A Model of Neutrino Masses and Mixings and Its Phenomenological Implications

We present a model of neutrino masses and mixings within the framework of the Electroweak-scale Right-handed neutrino model in which the experimentally desired form of the PMNS matrix is obtained by applying an A(4) symmetry to the Higgs singlet sector responsible for the neutrino Dirac mass matrix. This mechanism naturally avoids potential conflict with the LHC data which severely constrains the Higgs sector, in particular the Higgs doublets. Moreover, by making a simple ansatz we extract charged lepton mass matrix squared for the charged lepton sector.

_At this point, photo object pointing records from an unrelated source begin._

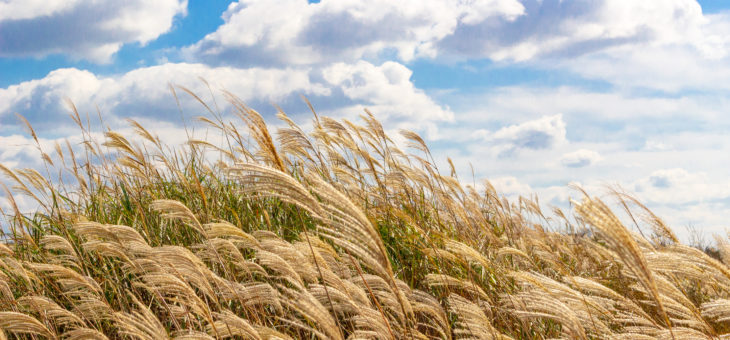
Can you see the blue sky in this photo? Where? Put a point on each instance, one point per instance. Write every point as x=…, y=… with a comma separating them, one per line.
x=534, y=94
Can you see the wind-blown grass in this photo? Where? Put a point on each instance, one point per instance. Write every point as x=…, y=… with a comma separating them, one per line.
x=334, y=233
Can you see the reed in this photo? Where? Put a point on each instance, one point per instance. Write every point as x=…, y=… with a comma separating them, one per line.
x=330, y=233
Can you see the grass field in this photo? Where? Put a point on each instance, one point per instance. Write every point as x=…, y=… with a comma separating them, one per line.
x=334, y=233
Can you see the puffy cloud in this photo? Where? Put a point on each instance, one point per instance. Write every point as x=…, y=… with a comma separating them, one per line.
x=298, y=32
x=143, y=92
x=510, y=186
x=87, y=29
x=386, y=90
x=580, y=158
x=543, y=133
x=554, y=28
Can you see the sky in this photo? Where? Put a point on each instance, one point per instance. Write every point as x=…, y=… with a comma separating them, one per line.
x=533, y=94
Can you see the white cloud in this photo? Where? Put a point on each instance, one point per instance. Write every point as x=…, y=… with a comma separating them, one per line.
x=297, y=32
x=580, y=158
x=510, y=186
x=543, y=133
x=28, y=9
x=385, y=90
x=143, y=92
x=679, y=186
x=88, y=29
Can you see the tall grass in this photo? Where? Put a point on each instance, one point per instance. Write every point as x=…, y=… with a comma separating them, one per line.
x=334, y=233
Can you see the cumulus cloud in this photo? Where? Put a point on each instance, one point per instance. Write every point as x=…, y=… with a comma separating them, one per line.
x=88, y=29
x=580, y=158
x=143, y=92
x=542, y=133
x=298, y=32
x=386, y=90
x=510, y=186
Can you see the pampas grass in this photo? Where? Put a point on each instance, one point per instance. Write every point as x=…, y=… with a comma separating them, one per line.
x=333, y=233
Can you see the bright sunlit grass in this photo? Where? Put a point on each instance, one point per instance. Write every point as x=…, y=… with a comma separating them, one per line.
x=336, y=233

A similar ansatz is proposed for the quark sector in order to construct quark mass matrices. The sources of masses for the neutrinos are entirely different from those for the charged leptons and for the quarks and this might explain why PMNS matrix is very different from CKM matrix. Two interesting phenomenological implications on mu-to-e-gamma and mu-e conversion are investigated within the model. At the limit of zero momentum transfer and large mirror lepton masses, we derive a simple formula to relate the conversion rate with the on-shell radiative decay rate of muon into electron. The Yukawa couplings constrained by current limits and projected sensitivities of these processes are found to be small (of the order of 10e-5 to 10e-3), which give rise to distinct signatures in the search of mirror charged leptons and Majorana right-handed neutrinos at the LHC (or planned colliders).